Few tech stocks are as hated right now as Cisco (NASDAQ:CSCO). In fact, investors have such a low opinion of the stock that it's currently trading lower than where it was a decade ago, despite the company having seen considerable growth in both its top and bottom lines.
Cisco's precarious position is eerily reminiscent of software giant Microsoft (NASDAQ:MSFT), which investors also loved to hate. Microsoft was seen as an embodiment of the PC, and PCs were feared to be quickly going the way of the dinosaur after Apple (NASDAQ:AAPL) popularized iPads and iPhones, and Google (NASDAQ:GOOGL) brought the joy of the smartphone to the masses with its hugely popular Android OS. Cisco, the giant switch manufacturer, is nowadays seen as a huge, clumsy behemoth that cannot reinvent itself fast enough to keep pace with changing technology. But, that perception is just wrong.

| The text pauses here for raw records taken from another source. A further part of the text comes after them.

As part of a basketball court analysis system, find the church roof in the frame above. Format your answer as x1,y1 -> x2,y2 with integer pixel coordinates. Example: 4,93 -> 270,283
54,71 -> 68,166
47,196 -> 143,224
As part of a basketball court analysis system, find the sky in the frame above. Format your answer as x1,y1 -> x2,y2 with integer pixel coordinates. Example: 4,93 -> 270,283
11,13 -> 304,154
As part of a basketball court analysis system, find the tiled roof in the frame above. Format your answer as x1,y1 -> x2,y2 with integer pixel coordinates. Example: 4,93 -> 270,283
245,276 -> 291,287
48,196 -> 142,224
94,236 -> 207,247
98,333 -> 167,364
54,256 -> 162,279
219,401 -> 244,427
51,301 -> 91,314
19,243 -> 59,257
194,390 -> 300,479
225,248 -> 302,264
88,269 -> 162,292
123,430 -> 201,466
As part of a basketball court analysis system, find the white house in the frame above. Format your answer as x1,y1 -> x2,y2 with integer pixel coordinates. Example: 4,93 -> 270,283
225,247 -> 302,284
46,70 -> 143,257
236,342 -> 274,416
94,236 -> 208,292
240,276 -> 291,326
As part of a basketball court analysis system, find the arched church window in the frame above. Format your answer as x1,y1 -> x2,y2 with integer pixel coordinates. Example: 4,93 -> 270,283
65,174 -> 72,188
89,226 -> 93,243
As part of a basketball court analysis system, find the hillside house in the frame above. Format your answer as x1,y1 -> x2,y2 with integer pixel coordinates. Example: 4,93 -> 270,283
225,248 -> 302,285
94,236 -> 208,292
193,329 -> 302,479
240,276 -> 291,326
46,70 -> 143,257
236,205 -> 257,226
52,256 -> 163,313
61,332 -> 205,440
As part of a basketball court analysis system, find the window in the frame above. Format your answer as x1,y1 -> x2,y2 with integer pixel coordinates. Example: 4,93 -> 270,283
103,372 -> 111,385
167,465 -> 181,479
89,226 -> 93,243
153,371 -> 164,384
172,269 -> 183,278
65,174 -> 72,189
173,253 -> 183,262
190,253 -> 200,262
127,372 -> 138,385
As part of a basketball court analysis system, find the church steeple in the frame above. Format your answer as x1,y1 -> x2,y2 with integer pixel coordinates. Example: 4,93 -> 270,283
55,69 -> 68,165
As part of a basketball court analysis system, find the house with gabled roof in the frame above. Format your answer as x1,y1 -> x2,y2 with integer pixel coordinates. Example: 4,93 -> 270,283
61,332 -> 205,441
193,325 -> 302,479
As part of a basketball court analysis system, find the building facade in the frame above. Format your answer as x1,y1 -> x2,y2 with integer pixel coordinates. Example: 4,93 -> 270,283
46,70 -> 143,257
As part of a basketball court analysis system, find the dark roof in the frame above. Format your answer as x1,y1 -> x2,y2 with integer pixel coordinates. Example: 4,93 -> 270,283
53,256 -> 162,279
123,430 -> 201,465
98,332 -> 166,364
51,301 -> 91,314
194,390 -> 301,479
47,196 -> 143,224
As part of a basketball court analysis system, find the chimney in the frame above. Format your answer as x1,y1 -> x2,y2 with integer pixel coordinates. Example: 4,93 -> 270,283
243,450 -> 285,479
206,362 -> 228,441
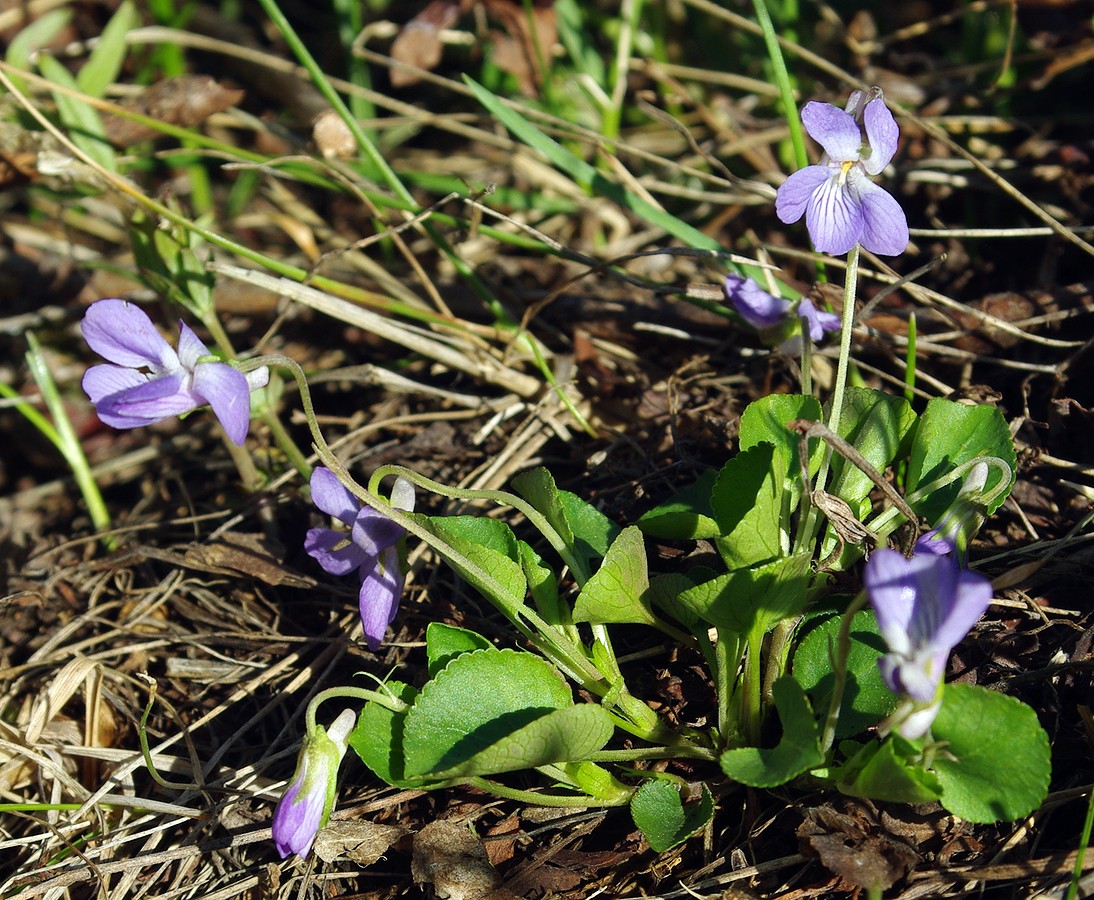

Although there is a whole gamut of what one could point out as being "wrong" with Cisco, the perceived threat that surrounds software-defined networks, or SDN, caps it all. Cisco is the dominant force in networking hardware, and many of its customers are locked in for many years due to the company's proprietary products. Cisco integrates embedded software in its networking hardware. SDN, on the other hand, makes it possible for companies to purchase commodity hardware, then install third-party software. This effectively cuts out Cisco from the supply chain. Google is already trying to give Cisco a scare by ordering its switches directly from Asia.
A recent article by Barron's examined the threat of SDN to Cisco, and noted that the technology is still in its early stages. According to Barron's, there won't be any meaningful adoption of SDN with adequate potential to shuffle the decks for networking hardware companies such as Cisco until 2017.
Cisco has not just been sitting on its derriere and cursing its luck. The company recently unveiled a line of hybrid switches it has dubbed "Insieme," which allow customers to try out SDN while still maintaining the need for Cisco's proprietary products.
According to Barron's, as many as 20% of Cisco's customers might eventually consider trying out hybrid switches. Cisco says that Insieme switches ''are 27% less expensive'' over the long run than other commodity hardware, and cites strong sales of the new switches to buttress its point.
Pessimism surrounding the weakness Cisco is experiencing in emerging markets is also probably overdone since the majority of the company's income comes from the American market.
Business model transitions
Cisco is currently in the throes of drastic business model transitions and product cycle transitions under the tutelage of CEO John Chambers. The networking equipment maker has been struggling to find a regular cadence of revenue as it continues to evolve its product portfolio.
Cisco has been withdrawing from the low-margin set-top box hardware business. It is also remodeling its service provider video business to a recurring revenue model that is built around NDS' cloud computing platform. The company acquired NDS in 2012.
Cisco's shift from set-top boxes comes with huge benefits, since the industry is almost fully commoditized, which significantly elevates the risk of obsolescence. NDS' super-high gross margins trump Cisco's core business by a mile. Additionally, NDS has signed multi-year agreements with various players that provide excellent future revenue visibility.
Investors tend to overlook the fact that Cisco has recorded considerable success in the blade server market, despite being a relatively new entrant. Since its entry into this market barely five years ago, Cisco has gained so much traction that it's now the second largest player in the x86 blade server market, with a 19% slice of the global market and a 28% share of the U.S. market.
Cisco is also very keen on monetizing the still-nascent Internet of Things, or IoT, and unveiled its own IoT router last September. Chief executive John Chambers estimates that the IoT will grow into a $14 trillion industry by 2020.
Peers in comparison
Microsoft has managed to shake off its image as a company well past its prime, and is showing serious intent on unseating Apple and its iOS platform with its own Windows Phone platform to become the second most popular mobile OS after Google's Android OS.
Foolish bottom line
Cisco has been unfairly crucified by investors, perhaps because they hold the company to such high standards. The company's business remodeling and its foray into the Internet of Things may very well be the secret ingredient that might completely turn around its fortunes.